Muhammed Rizalman was allegedly accused of sexually assaulting a 21-year-old woman at her home in Wellington.

He reportedly followed the young woman back to her home in Brooklyn on the night of May 9 and is alleged to have assaulted her with the intent to rape.

He was brought to court on May 10 for the charges of burglary and assault with intent to commit rape but has since returned to Malaysia.

The incident has created a public outcry in New Zealand, with Prime Minister John Key saying his “preference” was for the alleged accused to be tried under NZ law.


Rizalman, who is a career soldier would be dealt under the provisions of the Armed Forces Act (1972). The ATM Inspector General is expected to conduct their own investigation and sort the matter, under laws governing members of His Majesty’s Armed Forces personnel.

In his media conference Malaysian Foreign Malaysia Dato’ Seri Anifah Aman stated that New Zealand offered the diplomat to be brought back to Malaysia, and be dealt with by Malaysian authorities.

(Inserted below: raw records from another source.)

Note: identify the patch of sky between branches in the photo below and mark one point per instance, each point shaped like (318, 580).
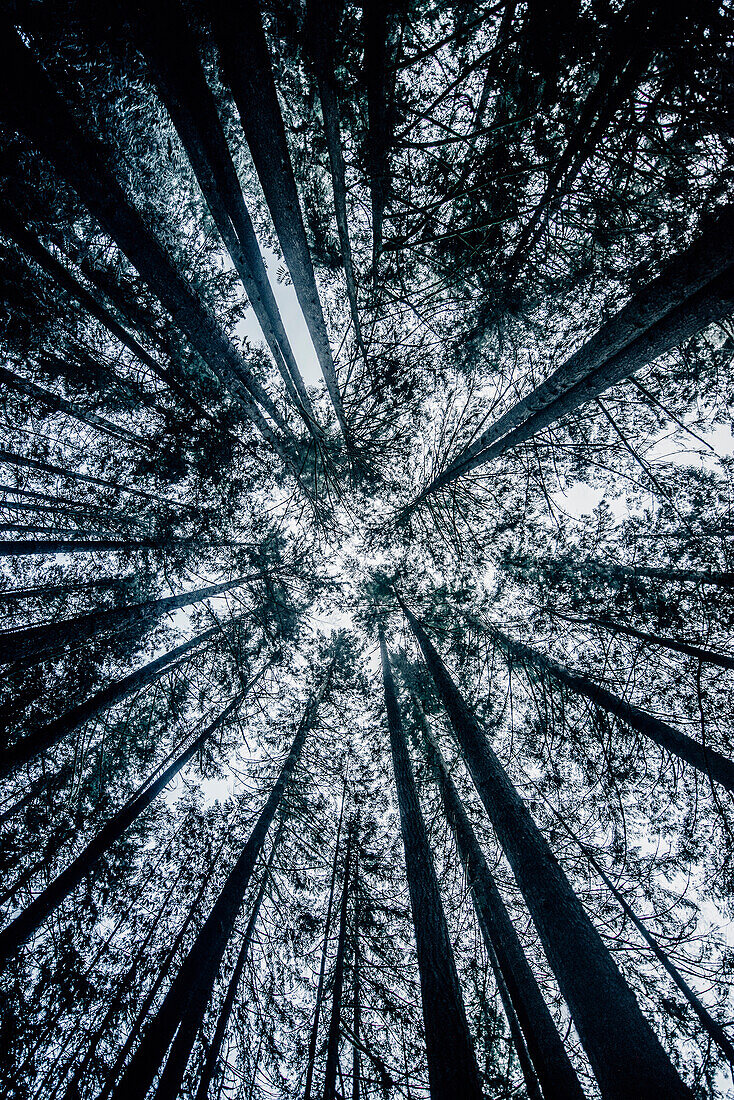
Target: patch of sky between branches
(293, 321)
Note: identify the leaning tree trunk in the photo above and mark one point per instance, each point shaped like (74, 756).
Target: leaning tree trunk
(184, 1005)
(335, 1021)
(70, 285)
(452, 1068)
(226, 1011)
(11, 459)
(675, 645)
(247, 64)
(22, 927)
(45, 119)
(36, 641)
(57, 404)
(549, 1059)
(625, 1054)
(44, 738)
(714, 765)
(172, 55)
(310, 1063)
(694, 289)
(322, 24)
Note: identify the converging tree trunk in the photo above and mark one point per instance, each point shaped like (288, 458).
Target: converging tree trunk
(33, 745)
(184, 1005)
(694, 289)
(22, 927)
(452, 1068)
(623, 1049)
(247, 65)
(45, 119)
(228, 1004)
(712, 763)
(172, 54)
(35, 641)
(549, 1059)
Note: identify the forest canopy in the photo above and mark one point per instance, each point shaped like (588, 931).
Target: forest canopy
(367, 573)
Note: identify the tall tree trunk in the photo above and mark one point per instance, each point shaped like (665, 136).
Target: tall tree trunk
(452, 1068)
(322, 24)
(375, 77)
(68, 408)
(172, 55)
(711, 1026)
(335, 1021)
(47, 262)
(310, 1062)
(549, 1059)
(35, 641)
(675, 645)
(11, 459)
(625, 1054)
(155, 986)
(44, 118)
(357, 991)
(694, 289)
(184, 1005)
(22, 927)
(714, 765)
(226, 1011)
(44, 738)
(247, 65)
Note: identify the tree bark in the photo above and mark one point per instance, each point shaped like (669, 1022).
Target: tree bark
(44, 738)
(247, 66)
(322, 29)
(676, 645)
(714, 765)
(335, 1021)
(625, 1054)
(310, 1063)
(44, 118)
(35, 641)
(172, 55)
(22, 927)
(452, 1068)
(226, 1011)
(549, 1059)
(694, 289)
(185, 1003)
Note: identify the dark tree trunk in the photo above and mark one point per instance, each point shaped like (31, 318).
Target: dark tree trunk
(335, 1021)
(35, 641)
(172, 54)
(247, 66)
(549, 1059)
(310, 1063)
(186, 1001)
(375, 78)
(322, 29)
(623, 1049)
(452, 1068)
(68, 408)
(9, 458)
(44, 738)
(694, 289)
(22, 927)
(48, 263)
(226, 1011)
(44, 118)
(676, 645)
(714, 765)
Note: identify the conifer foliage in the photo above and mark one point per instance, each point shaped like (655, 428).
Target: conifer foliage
(367, 576)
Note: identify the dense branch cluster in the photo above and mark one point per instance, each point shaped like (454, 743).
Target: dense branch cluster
(367, 578)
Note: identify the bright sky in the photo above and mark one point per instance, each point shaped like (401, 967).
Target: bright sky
(293, 320)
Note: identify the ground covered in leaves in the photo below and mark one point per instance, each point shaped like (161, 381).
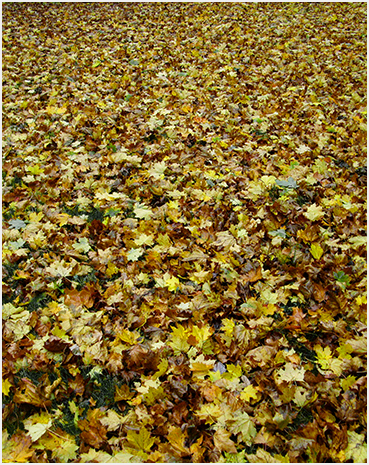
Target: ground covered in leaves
(184, 242)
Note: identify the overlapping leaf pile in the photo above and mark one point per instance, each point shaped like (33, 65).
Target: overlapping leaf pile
(184, 232)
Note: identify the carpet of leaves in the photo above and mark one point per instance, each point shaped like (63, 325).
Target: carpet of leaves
(184, 239)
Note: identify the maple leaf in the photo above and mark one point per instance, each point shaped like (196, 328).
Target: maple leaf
(248, 393)
(59, 269)
(223, 442)
(141, 211)
(17, 449)
(290, 373)
(142, 441)
(157, 170)
(134, 254)
(37, 425)
(244, 426)
(314, 212)
(316, 250)
(168, 216)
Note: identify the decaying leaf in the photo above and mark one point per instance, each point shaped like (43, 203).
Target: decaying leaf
(184, 232)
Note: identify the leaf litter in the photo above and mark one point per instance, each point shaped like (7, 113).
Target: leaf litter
(184, 239)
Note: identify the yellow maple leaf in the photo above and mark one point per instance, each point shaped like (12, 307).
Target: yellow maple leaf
(172, 283)
(314, 212)
(291, 373)
(249, 393)
(316, 250)
(142, 441)
(6, 385)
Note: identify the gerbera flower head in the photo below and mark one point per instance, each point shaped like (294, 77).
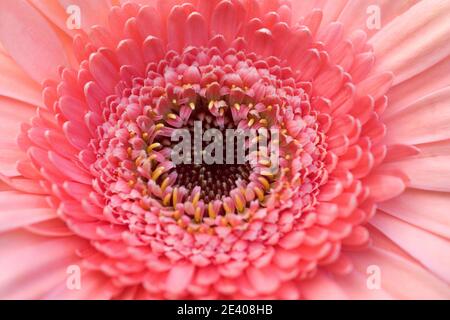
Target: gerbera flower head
(99, 149)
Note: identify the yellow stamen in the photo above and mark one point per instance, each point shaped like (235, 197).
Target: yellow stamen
(264, 182)
(165, 184)
(227, 208)
(177, 214)
(175, 197)
(239, 204)
(267, 173)
(196, 198)
(197, 215)
(157, 173)
(153, 146)
(259, 193)
(166, 200)
(212, 214)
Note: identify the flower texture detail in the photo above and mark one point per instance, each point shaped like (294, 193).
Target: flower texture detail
(361, 147)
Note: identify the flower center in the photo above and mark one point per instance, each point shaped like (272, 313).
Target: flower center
(257, 135)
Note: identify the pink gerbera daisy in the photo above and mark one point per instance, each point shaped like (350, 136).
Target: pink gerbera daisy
(359, 207)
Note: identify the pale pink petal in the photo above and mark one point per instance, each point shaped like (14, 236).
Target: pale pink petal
(400, 278)
(429, 249)
(426, 120)
(423, 84)
(424, 209)
(322, 287)
(407, 48)
(16, 84)
(19, 20)
(25, 277)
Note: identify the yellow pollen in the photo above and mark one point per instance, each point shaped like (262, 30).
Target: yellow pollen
(267, 173)
(165, 184)
(166, 200)
(157, 173)
(227, 208)
(172, 116)
(153, 146)
(177, 215)
(239, 204)
(264, 182)
(224, 221)
(196, 198)
(175, 197)
(198, 215)
(259, 193)
(212, 214)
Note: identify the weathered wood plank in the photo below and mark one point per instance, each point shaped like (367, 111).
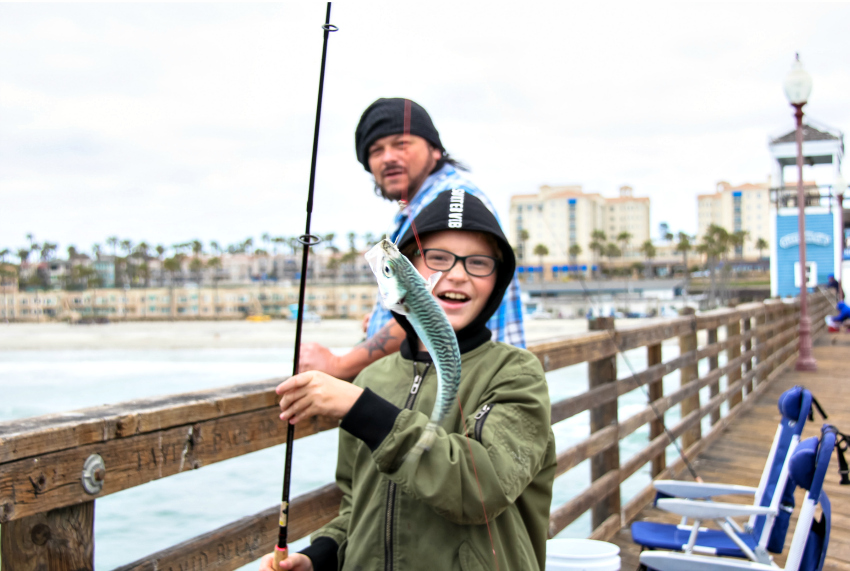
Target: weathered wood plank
(247, 539)
(603, 416)
(570, 511)
(58, 540)
(39, 435)
(45, 482)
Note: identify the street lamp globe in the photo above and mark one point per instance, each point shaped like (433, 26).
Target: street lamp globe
(798, 84)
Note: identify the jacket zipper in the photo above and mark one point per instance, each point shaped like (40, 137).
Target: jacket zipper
(480, 417)
(388, 530)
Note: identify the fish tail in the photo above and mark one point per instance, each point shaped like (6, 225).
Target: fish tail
(424, 443)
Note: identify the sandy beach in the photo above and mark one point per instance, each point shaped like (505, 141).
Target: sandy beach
(338, 333)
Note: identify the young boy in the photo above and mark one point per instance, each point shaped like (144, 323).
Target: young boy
(493, 463)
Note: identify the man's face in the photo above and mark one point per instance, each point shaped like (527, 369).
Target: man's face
(401, 163)
(461, 295)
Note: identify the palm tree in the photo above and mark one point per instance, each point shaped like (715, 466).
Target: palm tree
(715, 243)
(523, 238)
(215, 265)
(47, 250)
(684, 246)
(24, 254)
(597, 244)
(612, 251)
(540, 250)
(624, 238)
(761, 245)
(575, 252)
(737, 240)
(329, 242)
(648, 250)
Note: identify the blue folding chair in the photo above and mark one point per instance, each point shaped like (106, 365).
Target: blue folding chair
(808, 466)
(769, 513)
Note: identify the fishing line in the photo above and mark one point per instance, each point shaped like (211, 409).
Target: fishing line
(405, 202)
(281, 551)
(658, 414)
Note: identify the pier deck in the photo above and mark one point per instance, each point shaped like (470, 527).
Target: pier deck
(733, 459)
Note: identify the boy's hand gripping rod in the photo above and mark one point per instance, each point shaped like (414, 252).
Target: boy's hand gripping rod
(281, 551)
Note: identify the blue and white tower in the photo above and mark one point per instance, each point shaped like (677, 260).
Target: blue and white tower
(825, 224)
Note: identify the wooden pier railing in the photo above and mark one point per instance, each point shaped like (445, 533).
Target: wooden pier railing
(53, 468)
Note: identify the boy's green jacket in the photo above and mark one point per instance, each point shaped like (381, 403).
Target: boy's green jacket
(428, 513)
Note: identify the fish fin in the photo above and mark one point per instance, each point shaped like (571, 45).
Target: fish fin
(424, 443)
(433, 279)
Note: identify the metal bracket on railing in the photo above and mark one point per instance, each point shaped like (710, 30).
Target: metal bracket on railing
(94, 471)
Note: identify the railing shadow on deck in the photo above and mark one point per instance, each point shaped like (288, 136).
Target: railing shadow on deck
(47, 513)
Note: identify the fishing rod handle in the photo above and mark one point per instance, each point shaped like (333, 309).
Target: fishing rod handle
(280, 554)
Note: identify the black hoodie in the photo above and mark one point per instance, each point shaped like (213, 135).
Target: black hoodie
(459, 210)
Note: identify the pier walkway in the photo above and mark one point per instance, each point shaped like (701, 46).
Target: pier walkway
(739, 455)
(731, 365)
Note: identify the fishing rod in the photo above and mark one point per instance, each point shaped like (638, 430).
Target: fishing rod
(307, 240)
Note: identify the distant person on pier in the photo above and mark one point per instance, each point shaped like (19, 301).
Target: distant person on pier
(479, 498)
(833, 283)
(834, 323)
(416, 164)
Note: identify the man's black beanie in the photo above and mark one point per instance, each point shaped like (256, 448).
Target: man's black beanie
(386, 117)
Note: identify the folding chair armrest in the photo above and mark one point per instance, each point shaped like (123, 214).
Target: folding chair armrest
(697, 490)
(710, 510)
(668, 561)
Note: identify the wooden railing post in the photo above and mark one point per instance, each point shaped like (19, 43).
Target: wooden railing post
(656, 392)
(733, 329)
(713, 388)
(59, 540)
(689, 374)
(761, 338)
(602, 372)
(748, 363)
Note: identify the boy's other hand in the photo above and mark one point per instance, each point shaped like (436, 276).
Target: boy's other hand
(295, 562)
(315, 393)
(316, 357)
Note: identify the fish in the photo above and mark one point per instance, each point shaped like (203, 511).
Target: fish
(404, 291)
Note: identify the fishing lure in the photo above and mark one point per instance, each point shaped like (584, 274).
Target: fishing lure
(404, 291)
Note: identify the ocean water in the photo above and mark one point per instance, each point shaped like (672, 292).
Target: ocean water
(157, 515)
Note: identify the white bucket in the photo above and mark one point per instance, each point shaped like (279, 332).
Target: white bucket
(581, 555)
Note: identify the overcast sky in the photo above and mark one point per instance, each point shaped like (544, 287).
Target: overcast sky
(171, 122)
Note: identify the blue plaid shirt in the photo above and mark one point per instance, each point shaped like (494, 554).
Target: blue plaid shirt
(506, 324)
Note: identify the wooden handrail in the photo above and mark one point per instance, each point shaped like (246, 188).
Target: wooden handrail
(41, 458)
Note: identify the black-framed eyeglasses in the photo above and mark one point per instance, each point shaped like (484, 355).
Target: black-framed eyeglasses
(478, 265)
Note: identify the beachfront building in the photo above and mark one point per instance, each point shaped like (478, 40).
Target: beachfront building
(562, 217)
(737, 208)
(185, 303)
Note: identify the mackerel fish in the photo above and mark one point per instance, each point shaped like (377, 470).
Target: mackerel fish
(404, 290)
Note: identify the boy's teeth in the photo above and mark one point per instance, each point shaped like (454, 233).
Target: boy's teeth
(456, 296)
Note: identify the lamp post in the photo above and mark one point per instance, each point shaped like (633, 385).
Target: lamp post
(840, 187)
(798, 86)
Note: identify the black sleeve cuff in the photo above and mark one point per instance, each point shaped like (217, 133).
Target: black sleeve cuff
(323, 554)
(370, 419)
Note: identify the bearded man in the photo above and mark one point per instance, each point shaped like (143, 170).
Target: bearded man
(412, 165)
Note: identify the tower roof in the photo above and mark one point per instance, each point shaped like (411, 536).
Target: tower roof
(809, 134)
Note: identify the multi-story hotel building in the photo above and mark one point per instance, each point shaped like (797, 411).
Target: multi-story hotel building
(735, 208)
(562, 216)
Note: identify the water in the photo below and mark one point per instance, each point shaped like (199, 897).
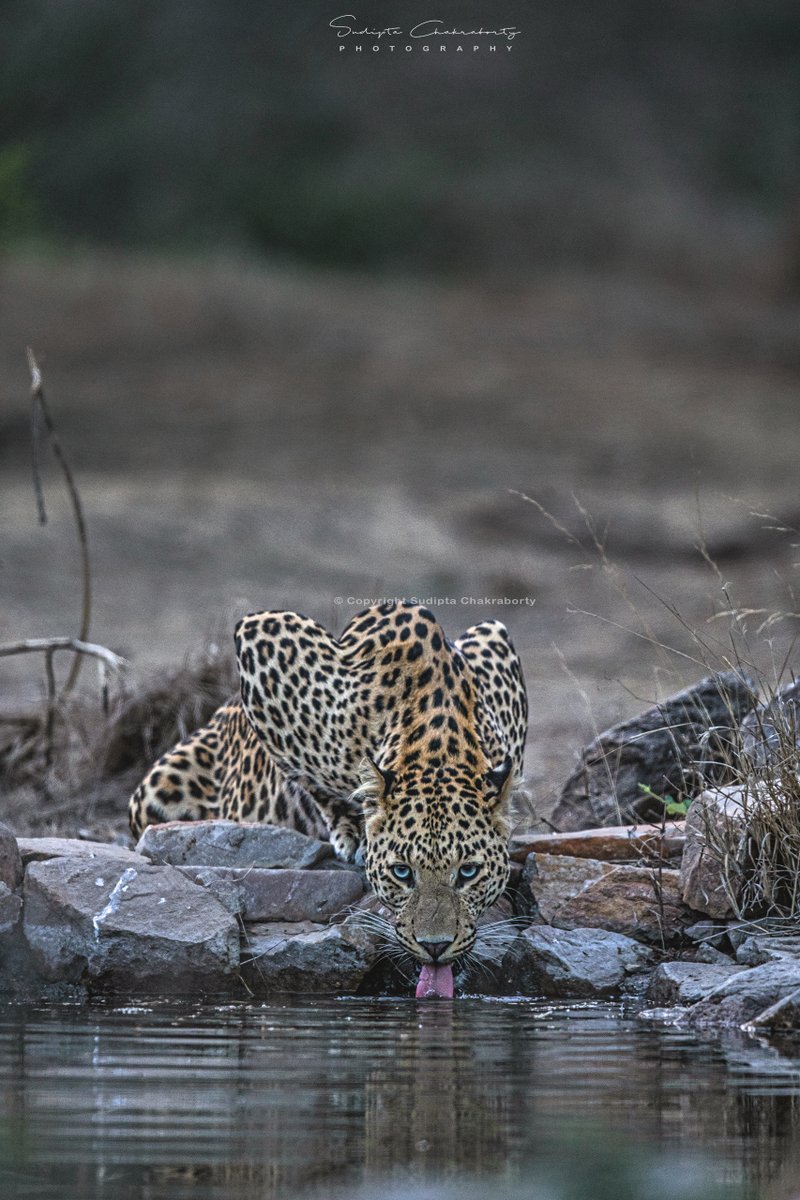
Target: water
(389, 1098)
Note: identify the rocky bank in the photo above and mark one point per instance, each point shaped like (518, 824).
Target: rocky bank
(218, 909)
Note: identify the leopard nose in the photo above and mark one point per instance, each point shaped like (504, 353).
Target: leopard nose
(435, 949)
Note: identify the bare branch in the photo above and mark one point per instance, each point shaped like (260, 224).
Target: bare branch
(41, 417)
(47, 645)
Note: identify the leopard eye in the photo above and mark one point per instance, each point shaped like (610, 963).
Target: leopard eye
(468, 871)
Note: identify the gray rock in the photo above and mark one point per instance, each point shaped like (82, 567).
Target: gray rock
(707, 953)
(638, 901)
(686, 983)
(708, 933)
(11, 868)
(771, 732)
(260, 894)
(764, 947)
(752, 953)
(552, 880)
(482, 973)
(716, 829)
(660, 749)
(284, 959)
(581, 893)
(11, 907)
(578, 963)
(230, 844)
(745, 995)
(780, 1018)
(40, 850)
(136, 929)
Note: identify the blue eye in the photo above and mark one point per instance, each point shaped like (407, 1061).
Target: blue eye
(468, 870)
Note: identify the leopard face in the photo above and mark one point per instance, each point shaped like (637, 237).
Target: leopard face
(437, 853)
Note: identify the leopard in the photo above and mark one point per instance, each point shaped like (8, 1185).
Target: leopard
(398, 745)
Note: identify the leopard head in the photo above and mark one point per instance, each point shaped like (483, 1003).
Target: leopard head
(437, 851)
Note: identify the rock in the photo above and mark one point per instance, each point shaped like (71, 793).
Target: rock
(686, 983)
(752, 953)
(758, 948)
(709, 933)
(263, 894)
(660, 749)
(230, 844)
(579, 893)
(551, 880)
(11, 868)
(283, 959)
(771, 732)
(639, 901)
(40, 850)
(11, 907)
(780, 1018)
(611, 844)
(746, 994)
(578, 963)
(136, 929)
(715, 838)
(482, 973)
(707, 953)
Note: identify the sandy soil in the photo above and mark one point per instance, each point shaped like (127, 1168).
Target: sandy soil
(247, 437)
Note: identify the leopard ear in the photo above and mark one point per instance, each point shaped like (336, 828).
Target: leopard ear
(376, 785)
(498, 781)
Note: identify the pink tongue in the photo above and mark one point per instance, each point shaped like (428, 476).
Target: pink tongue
(435, 982)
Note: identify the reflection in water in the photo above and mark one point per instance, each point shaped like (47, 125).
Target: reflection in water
(388, 1098)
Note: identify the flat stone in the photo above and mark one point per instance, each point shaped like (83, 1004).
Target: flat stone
(611, 844)
(780, 1018)
(263, 894)
(715, 835)
(639, 901)
(336, 959)
(139, 929)
(741, 997)
(11, 868)
(657, 750)
(11, 906)
(552, 880)
(578, 963)
(709, 933)
(40, 850)
(686, 983)
(230, 844)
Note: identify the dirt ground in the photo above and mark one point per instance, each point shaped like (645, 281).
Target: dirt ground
(248, 437)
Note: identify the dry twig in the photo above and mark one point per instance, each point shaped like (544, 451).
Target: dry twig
(41, 419)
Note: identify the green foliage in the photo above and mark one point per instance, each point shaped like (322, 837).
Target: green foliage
(18, 208)
(672, 805)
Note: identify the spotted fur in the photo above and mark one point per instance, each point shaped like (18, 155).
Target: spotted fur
(389, 739)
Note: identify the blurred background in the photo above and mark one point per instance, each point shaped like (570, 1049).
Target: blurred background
(311, 318)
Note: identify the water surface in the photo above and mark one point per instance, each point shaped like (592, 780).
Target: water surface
(389, 1098)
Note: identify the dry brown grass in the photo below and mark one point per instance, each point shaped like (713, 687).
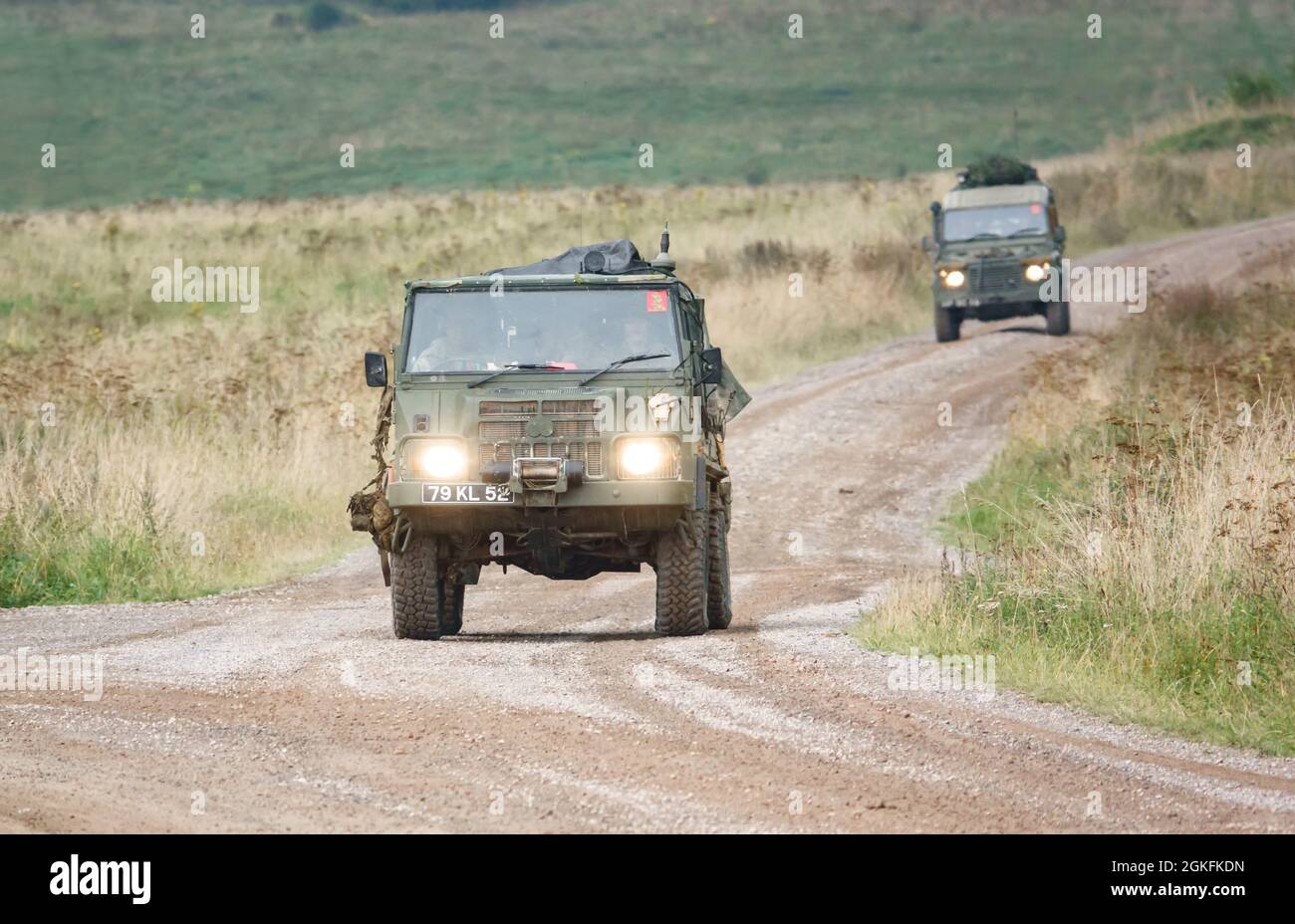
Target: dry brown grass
(1138, 538)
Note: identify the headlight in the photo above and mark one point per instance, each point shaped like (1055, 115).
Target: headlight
(436, 460)
(648, 457)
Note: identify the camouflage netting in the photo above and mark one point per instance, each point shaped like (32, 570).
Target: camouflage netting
(997, 171)
(368, 508)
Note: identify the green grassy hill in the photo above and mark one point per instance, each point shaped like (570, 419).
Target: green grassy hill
(138, 109)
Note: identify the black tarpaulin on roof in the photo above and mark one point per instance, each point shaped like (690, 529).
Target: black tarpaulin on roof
(618, 256)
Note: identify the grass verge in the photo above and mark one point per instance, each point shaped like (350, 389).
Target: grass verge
(1132, 551)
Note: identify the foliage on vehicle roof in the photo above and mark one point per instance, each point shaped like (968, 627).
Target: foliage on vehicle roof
(997, 171)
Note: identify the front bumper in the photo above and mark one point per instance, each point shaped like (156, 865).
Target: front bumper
(1026, 295)
(603, 493)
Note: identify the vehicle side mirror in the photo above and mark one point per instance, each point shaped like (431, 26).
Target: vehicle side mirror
(376, 370)
(711, 366)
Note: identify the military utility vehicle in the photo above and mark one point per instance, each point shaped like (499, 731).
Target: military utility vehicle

This matter was brought into discussion between the Malaysian Foreign Minister Dato’ Seri Anifah Aman and New Zealand Foreign Minister Murray McCully. The two members of the Commonwealth share common laws for criminal and conduct under military establishments.

New Zealand Foreign Minister Murray McCully’s statement after consulting his Malaysian counterpart Dato’ Seri Anifah Aman:

Murray McCully1 JULY, 2014

McCully receives Malaysian assurances

Foreign Affairs Minister Murray McCully has tonight spoken to Malaysian Foreign Minister Anifah to clarify any misunderstanding relating to the diplomat who was accused of an attack on a woman and the circumstance involving his return home.

“The Malaysian Foreign Minister is absolutely committed to the alleged offender facing a proper judicial process,” Mr McCully says.

“The individual concerned is a military person and the Malaysian Chief of Defence Force has established a Board of Inquiry process. Minister Anifah assured me that any material provided by New Zealand Police will be placed before the Board of Inquiry.

“The Minister made it clear that he would not allow the actions of one individual to tarnish the reputations of all Malaysian diplomats.

“It is clear to me from my conversation with Minister Anifah that his Government’s decision to decline New Zealand’s request for immunity to be lifted was driven by his Chief of Defence’s desire to put in place a robust judicial process to deal with this matter and his officials’ belief that this would be an outcome acceptable to New Zealand.

“The Ministry of Foreign Affairs and Trade has this evening provided me with the correspondence between New Zealand and Malaysian officials on this matter. While the formal request is absolutely unambiguous in seeking the lifting of immunity, it is now clear to me that officials engaged in informal communications over what is a complex case, in a manner that would have been ambiguous to the Malaysian Government.

“Due to the nature of the proceedings that lie ahead, I am unable to be more forthcoming on the matter at this stage. However, I can say that the Malaysian side have acted entirely in good faith.

“I have emphasised to my Malaysian counterpart the New Zealand Government’s commitment to justice for the victim in this case, and my colleague assures me that the Malaysian Government shares this view,” Mr McCully says.


This is a demonstration of very good understanding, trust and diplomatic relationship between the two Commonwealth cousins.